The essential FY 2026-27 compliance checklist for an Indian private limited company — meetings, MCA filings, registers and event forms.
Running a private limited company in India means juggling an annual rhythm of MCA filings, audits, statutory registers and board meetings. The Companies Act, 2013 prescribes a tight calendar, and even a small private company can attract heavy penalties for slip-ups. This 2026 checklist consolidates the must-do compliances every Indian private limited company should track in FY 2026-27.
Board, Members and Statutory Meetings
- Minimum four board meetings per year, with a gap of not more than 120 days between two consecutive meetings (one meeting per half-year is sufficient for a small company).
- First board meeting within 30 days of incorporation.

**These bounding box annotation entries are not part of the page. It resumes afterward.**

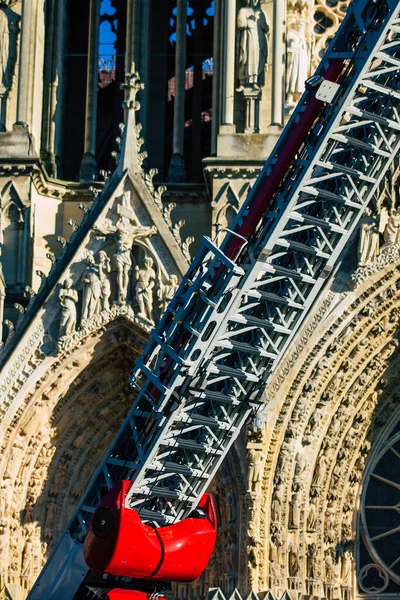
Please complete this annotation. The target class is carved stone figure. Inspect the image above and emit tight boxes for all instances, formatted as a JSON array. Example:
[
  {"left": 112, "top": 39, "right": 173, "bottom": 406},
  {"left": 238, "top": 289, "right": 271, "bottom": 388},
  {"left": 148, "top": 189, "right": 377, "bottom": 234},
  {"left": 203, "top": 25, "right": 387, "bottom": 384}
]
[
  {"left": 114, "top": 230, "right": 133, "bottom": 304},
  {"left": 237, "top": 0, "right": 270, "bottom": 92},
  {"left": 59, "top": 279, "right": 78, "bottom": 337},
  {"left": 289, "top": 494, "right": 300, "bottom": 529},
  {"left": 158, "top": 275, "right": 179, "bottom": 312},
  {"left": 271, "top": 485, "right": 283, "bottom": 521},
  {"left": 114, "top": 217, "right": 157, "bottom": 304},
  {"left": 21, "top": 534, "right": 33, "bottom": 578},
  {"left": 98, "top": 250, "right": 111, "bottom": 310},
  {"left": 44, "top": 502, "right": 57, "bottom": 540},
  {"left": 286, "top": 19, "right": 308, "bottom": 105},
  {"left": 307, "top": 501, "right": 318, "bottom": 531},
  {"left": 307, "top": 542, "right": 317, "bottom": 579},
  {"left": 82, "top": 252, "right": 101, "bottom": 321},
  {"left": 247, "top": 449, "right": 262, "bottom": 492},
  {"left": 325, "top": 548, "right": 336, "bottom": 581},
  {"left": 340, "top": 550, "right": 353, "bottom": 587},
  {"left": 135, "top": 256, "right": 156, "bottom": 321},
  {"left": 288, "top": 542, "right": 300, "bottom": 577},
  {"left": 358, "top": 208, "right": 379, "bottom": 267},
  {"left": 311, "top": 452, "right": 326, "bottom": 486},
  {"left": 383, "top": 208, "right": 400, "bottom": 246}
]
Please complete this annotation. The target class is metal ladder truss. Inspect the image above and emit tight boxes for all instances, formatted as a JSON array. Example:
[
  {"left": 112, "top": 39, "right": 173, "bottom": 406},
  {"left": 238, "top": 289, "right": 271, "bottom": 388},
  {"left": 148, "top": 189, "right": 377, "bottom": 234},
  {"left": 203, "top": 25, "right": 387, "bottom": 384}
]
[
  {"left": 67, "top": 0, "right": 400, "bottom": 535},
  {"left": 27, "top": 0, "right": 400, "bottom": 598}
]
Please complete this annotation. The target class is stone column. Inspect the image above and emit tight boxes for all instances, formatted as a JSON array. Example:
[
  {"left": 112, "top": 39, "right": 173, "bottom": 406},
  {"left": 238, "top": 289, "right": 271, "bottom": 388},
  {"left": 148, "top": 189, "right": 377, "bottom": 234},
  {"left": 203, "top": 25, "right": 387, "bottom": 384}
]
[
  {"left": 138, "top": 0, "right": 152, "bottom": 140},
  {"left": 17, "top": 0, "right": 34, "bottom": 125},
  {"left": 79, "top": 0, "right": 100, "bottom": 181},
  {"left": 41, "top": 0, "right": 67, "bottom": 177},
  {"left": 126, "top": 0, "right": 137, "bottom": 71},
  {"left": 220, "top": 0, "right": 236, "bottom": 133},
  {"left": 168, "top": 0, "right": 187, "bottom": 182},
  {"left": 211, "top": 0, "right": 222, "bottom": 156},
  {"left": 271, "top": 0, "right": 286, "bottom": 127}
]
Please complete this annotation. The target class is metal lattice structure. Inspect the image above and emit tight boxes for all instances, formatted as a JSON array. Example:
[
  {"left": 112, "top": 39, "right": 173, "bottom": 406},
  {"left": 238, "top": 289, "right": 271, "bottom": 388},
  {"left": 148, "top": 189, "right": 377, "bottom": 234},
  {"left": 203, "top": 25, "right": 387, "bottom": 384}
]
[{"left": 30, "top": 0, "right": 400, "bottom": 599}]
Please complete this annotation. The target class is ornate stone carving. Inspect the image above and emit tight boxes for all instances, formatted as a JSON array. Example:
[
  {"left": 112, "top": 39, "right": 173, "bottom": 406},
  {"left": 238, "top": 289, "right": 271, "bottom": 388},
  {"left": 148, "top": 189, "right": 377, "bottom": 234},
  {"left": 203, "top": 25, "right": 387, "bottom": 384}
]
[
  {"left": 135, "top": 256, "right": 156, "bottom": 323},
  {"left": 286, "top": 18, "right": 308, "bottom": 106},
  {"left": 59, "top": 279, "right": 78, "bottom": 337},
  {"left": 82, "top": 250, "right": 101, "bottom": 321},
  {"left": 237, "top": 0, "right": 270, "bottom": 91},
  {"left": 358, "top": 208, "right": 379, "bottom": 267},
  {"left": 158, "top": 275, "right": 179, "bottom": 312}
]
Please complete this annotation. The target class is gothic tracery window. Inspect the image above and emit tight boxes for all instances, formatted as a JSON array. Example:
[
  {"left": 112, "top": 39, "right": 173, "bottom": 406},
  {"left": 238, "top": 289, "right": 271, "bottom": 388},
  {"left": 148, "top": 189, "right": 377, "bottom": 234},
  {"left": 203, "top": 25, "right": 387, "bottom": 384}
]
[{"left": 357, "top": 422, "right": 400, "bottom": 598}]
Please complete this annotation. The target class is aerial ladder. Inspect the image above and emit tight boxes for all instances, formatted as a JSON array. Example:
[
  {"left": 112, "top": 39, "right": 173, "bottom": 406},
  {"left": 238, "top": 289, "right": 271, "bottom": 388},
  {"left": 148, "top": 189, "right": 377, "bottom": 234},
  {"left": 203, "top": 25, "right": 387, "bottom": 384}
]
[{"left": 29, "top": 0, "right": 400, "bottom": 600}]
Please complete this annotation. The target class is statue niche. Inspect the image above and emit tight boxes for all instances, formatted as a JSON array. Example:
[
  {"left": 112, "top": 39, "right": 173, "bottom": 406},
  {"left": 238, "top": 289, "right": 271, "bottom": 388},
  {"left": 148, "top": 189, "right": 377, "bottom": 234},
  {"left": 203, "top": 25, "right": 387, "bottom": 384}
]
[
  {"left": 237, "top": 0, "right": 270, "bottom": 92},
  {"left": 236, "top": 0, "right": 270, "bottom": 133}
]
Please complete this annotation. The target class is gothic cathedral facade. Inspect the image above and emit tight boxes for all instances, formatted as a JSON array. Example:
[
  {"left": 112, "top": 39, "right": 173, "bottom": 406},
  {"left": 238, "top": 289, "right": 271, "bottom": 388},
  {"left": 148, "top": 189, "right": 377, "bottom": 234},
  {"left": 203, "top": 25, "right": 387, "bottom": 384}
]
[{"left": 0, "top": 0, "right": 400, "bottom": 600}]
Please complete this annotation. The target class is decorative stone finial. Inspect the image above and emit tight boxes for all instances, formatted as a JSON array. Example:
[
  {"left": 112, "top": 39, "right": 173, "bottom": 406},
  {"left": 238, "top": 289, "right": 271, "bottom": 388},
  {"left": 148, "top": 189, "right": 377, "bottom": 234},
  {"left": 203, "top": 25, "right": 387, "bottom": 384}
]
[{"left": 120, "top": 62, "right": 144, "bottom": 111}]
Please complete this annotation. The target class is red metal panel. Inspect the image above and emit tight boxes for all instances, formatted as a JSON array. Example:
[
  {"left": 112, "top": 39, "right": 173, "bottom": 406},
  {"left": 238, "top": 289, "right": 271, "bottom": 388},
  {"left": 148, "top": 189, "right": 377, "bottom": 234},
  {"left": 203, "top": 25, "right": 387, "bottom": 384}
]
[{"left": 84, "top": 481, "right": 216, "bottom": 580}]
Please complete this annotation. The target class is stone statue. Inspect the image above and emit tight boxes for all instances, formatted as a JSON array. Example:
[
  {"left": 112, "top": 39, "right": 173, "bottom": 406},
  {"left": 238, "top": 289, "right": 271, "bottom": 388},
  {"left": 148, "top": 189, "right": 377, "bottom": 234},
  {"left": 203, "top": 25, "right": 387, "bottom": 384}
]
[
  {"left": 237, "top": 0, "right": 270, "bottom": 92},
  {"left": 135, "top": 256, "right": 156, "bottom": 322},
  {"left": 158, "top": 275, "right": 179, "bottom": 312},
  {"left": 383, "top": 208, "right": 400, "bottom": 246},
  {"left": 21, "top": 534, "right": 33, "bottom": 577},
  {"left": 271, "top": 485, "right": 283, "bottom": 521},
  {"left": 286, "top": 19, "right": 308, "bottom": 106},
  {"left": 114, "top": 230, "right": 133, "bottom": 304},
  {"left": 289, "top": 493, "right": 300, "bottom": 529},
  {"left": 59, "top": 279, "right": 78, "bottom": 337},
  {"left": 325, "top": 548, "right": 336, "bottom": 581},
  {"left": 311, "top": 452, "right": 326, "bottom": 486},
  {"left": 288, "top": 542, "right": 300, "bottom": 577},
  {"left": 340, "top": 550, "right": 353, "bottom": 587},
  {"left": 98, "top": 250, "right": 111, "bottom": 310},
  {"left": 307, "top": 500, "right": 318, "bottom": 531},
  {"left": 82, "top": 252, "right": 101, "bottom": 321},
  {"left": 114, "top": 225, "right": 157, "bottom": 304},
  {"left": 358, "top": 208, "right": 379, "bottom": 267},
  {"left": 307, "top": 542, "right": 317, "bottom": 579},
  {"left": 247, "top": 449, "right": 262, "bottom": 492}
]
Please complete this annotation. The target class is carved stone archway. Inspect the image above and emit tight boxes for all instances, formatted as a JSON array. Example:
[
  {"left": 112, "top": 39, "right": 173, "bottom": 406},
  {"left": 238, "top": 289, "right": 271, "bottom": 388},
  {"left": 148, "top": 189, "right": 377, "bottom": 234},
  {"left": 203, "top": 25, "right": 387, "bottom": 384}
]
[
  {"left": 0, "top": 318, "right": 147, "bottom": 600},
  {"left": 245, "top": 261, "right": 400, "bottom": 598}
]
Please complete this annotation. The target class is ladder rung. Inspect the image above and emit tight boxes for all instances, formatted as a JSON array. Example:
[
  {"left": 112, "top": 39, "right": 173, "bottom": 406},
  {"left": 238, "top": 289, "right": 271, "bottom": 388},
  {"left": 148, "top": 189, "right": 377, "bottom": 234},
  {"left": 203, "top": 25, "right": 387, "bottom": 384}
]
[
  {"left": 150, "top": 461, "right": 208, "bottom": 478},
  {"left": 162, "top": 437, "right": 224, "bottom": 454},
  {"left": 266, "top": 264, "right": 316, "bottom": 284},
  {"left": 347, "top": 106, "right": 400, "bottom": 129},
  {"left": 219, "top": 339, "right": 277, "bottom": 359},
  {"left": 289, "top": 212, "right": 347, "bottom": 235},
  {"left": 236, "top": 315, "right": 292, "bottom": 335},
  {"left": 190, "top": 388, "right": 240, "bottom": 406},
  {"left": 182, "top": 413, "right": 229, "bottom": 429},
  {"left": 332, "top": 133, "right": 391, "bottom": 158},
  {"left": 138, "top": 485, "right": 192, "bottom": 502},
  {"left": 138, "top": 508, "right": 173, "bottom": 524},
  {"left": 247, "top": 290, "right": 304, "bottom": 310},
  {"left": 210, "top": 363, "right": 259, "bottom": 382},
  {"left": 317, "top": 158, "right": 376, "bottom": 183},
  {"left": 276, "top": 238, "right": 330, "bottom": 260}
]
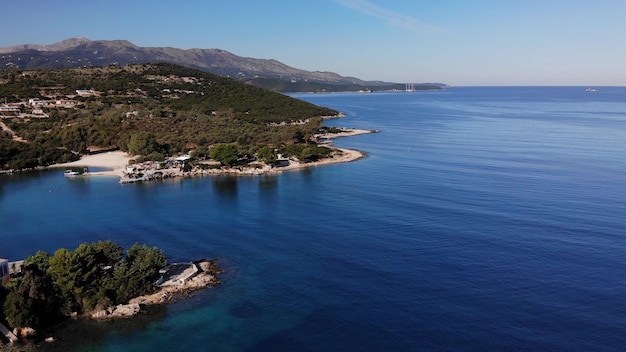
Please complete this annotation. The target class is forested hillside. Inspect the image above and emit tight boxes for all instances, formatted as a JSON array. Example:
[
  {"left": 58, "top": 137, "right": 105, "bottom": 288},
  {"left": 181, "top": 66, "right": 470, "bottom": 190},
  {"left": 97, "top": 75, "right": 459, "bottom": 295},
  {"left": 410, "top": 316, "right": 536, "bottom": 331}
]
[{"left": 0, "top": 63, "right": 338, "bottom": 169}]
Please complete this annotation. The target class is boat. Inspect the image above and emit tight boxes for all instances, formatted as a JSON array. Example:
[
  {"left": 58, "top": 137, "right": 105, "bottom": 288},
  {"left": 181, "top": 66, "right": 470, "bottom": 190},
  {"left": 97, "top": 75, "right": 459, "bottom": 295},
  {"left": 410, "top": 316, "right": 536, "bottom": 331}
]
[
  {"left": 63, "top": 168, "right": 87, "bottom": 177},
  {"left": 64, "top": 169, "right": 80, "bottom": 177}
]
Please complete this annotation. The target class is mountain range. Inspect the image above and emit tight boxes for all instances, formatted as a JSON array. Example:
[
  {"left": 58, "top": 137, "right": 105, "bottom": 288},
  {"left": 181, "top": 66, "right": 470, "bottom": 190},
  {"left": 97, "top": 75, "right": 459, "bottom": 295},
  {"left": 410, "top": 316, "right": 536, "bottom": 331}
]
[{"left": 0, "top": 37, "right": 445, "bottom": 92}]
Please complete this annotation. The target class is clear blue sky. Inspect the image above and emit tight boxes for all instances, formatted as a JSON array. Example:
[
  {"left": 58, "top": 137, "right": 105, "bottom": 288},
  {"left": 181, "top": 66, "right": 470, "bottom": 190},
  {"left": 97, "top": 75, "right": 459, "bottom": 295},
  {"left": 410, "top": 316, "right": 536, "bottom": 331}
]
[{"left": 0, "top": 0, "right": 626, "bottom": 86}]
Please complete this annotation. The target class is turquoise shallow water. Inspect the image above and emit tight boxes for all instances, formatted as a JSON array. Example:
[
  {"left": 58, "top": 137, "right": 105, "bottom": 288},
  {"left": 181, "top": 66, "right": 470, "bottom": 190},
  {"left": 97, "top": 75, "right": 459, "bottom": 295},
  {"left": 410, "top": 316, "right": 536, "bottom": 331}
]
[{"left": 0, "top": 87, "right": 626, "bottom": 351}]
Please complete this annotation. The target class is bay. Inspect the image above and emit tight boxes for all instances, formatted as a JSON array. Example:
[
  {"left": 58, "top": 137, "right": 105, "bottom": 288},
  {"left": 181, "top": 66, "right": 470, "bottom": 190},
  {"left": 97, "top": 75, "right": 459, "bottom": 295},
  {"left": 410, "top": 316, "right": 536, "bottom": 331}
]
[{"left": 0, "top": 87, "right": 626, "bottom": 351}]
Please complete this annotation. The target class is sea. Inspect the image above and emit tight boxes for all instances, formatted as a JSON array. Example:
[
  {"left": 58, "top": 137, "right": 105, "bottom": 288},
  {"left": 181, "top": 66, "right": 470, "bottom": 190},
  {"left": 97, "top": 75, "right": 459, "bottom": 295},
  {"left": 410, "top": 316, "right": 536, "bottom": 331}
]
[{"left": 0, "top": 87, "right": 626, "bottom": 352}]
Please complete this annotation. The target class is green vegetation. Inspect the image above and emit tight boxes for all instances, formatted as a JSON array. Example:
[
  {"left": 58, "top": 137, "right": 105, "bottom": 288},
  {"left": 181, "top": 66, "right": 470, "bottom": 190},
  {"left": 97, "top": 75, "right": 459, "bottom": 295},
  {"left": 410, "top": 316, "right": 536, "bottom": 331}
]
[
  {"left": 2, "top": 241, "right": 167, "bottom": 328},
  {"left": 0, "top": 63, "right": 338, "bottom": 169}
]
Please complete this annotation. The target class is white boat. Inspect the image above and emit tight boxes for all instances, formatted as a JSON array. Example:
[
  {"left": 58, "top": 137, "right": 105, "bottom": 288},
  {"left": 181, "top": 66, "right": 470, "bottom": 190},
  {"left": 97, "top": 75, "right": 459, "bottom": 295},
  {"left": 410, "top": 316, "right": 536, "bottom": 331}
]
[{"left": 64, "top": 169, "right": 81, "bottom": 177}]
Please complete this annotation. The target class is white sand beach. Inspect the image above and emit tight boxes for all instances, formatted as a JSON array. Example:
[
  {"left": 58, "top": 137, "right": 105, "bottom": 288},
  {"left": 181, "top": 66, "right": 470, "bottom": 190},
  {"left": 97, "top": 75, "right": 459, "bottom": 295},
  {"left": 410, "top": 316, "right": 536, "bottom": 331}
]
[
  {"left": 51, "top": 128, "right": 376, "bottom": 178},
  {"left": 50, "top": 151, "right": 132, "bottom": 177}
]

- Annual General Meeting on or before 30 September of the following financial year.
- Maintenance of minutes books for board meetings, committee meetings, AGM and EGM.
Annual MCA Filings
- AOC-4 — Filing of audited financial statements within 30 days of the AGM.
- MGT-7 / MGT-7A — Filing of annual return within 60 days of the AGM (MGT-7A for small companies and OPCs).
- DPT-3 — Annual return of deposits and outstanding receipts, due by 30 June.
- MSME-1 — Half-yearly return on outstanding payments to MSME suppliers, due by 31 October and 30 April.
- DIR-3 KYC — Annual KYC for every director, due by 30 September.
Statutory Registers and Records
- Register of Members (MGT-1) and Register of Beneficial Owners (BEN-3).
- Register of Directors and KMPs (MBP-1, MBP-2 and MBP-3 as applicable).
- Register of Charges and Register of Loans, Guarantees, Securities and Investments.
- Register of Contracts in which Directors are Interested.
Event-Based Compliances
Several forms are triggered only when specific events occur during the year:
- INC-22 — Change of registered office.
- DIR-12 — Appointment, resignation or change of directors.
- SH-7 — Change in authorised capital.
- PAS-3 — Allotment of shares.
- MGT-14 — Filing of board or special resolutions.
- CHG-1 / CHG-4 — Creation, modification or satisfaction of charges.
- BEN-2 — Significant beneficial ownership filings.
Income Tax and GST Compliance
- Advance tax — four instalments (15 June, 15 September, 15 December, 15 March).
- Income tax return — generally by 31 October for companies subject to audit (extended dates apply where transfer pricing reports are required).
- TDS returns — quarterly (Form 24Q for salary, 26Q for non-salary, 27Q for non-residents).
- GST — GSTR-1, GSTR-3B monthly or QRMP, GSTR-9 and GSTR-9C annually as applicable.
Audit and Internal Controls
Every private company must appoint a statutory auditor within 30 days of incorporation. Tax audit under Section 44AB applies once turnover or professional receipts cross the prescribed limit. Companies above the threshold for cost records must also undertake a cost audit. Internal financial control reporting forms part of the auditor's responsibility.
Penalties for Non-Compliance
Late MCA filings attract additional fees up to 12 times the normal fee, and prolonged default exposes directors to disqualification under Section 164(2). Persistent non-filing of AOC-4 and MGT-7 for two or more years triggers MCA strike-off. Other defaults attract specific penalties under each section of the Companies Act.
Director Disqualification Risk
Section 164(2) of the Companies Act disqualifies a director for five years if their company fails to file annual returns and financial statements for any continuous period of three financial years. The disqualification extends to all other companies where the individual is a director. This single provision is the single biggest reason private company directors should never let AOC-4 and MGT-7 slip — the personal cost is much larger than the company-level penalty.
Practical Calendar Discipline
- Lock the AGM date in the board calendar at the start of every financial year.
- Sequence AOC-4 before MGT-7 to avoid data-mismatch reworks.
- Schedule DPT-3 review immediately after audit completion.
- Run a quarterly compliance dashboard for board review.
- Engage a Company Secretary in practice for high-stake filings such as MGT-8 and BEN-2.
Building Compliance Culture
Compliance discipline is a cultural attribute, not just a process. Boards that take MCA filings seriously also tend to take audits, tax planning and corporate governance seriously. Founders should invest in a basic compliance dashboard, retain a qualified Company Secretary in practice and review the compliance status at every quarterly board meeting. The cost of professional help is modest compared with the cost of director disqualification, strike-off proceedings or investor heartburn during a fundraising round.
Conclusion
Private company compliance is not glamorous but it is unforgiving. A documented calendar tracking AOC-4, MGT-7, DPT-3, DIR-3 KYC, MSME-1 and event-based forms — backed by clean registers and timely tax and GST filings — protects directors and preserves the company's standing through FY 2026-27.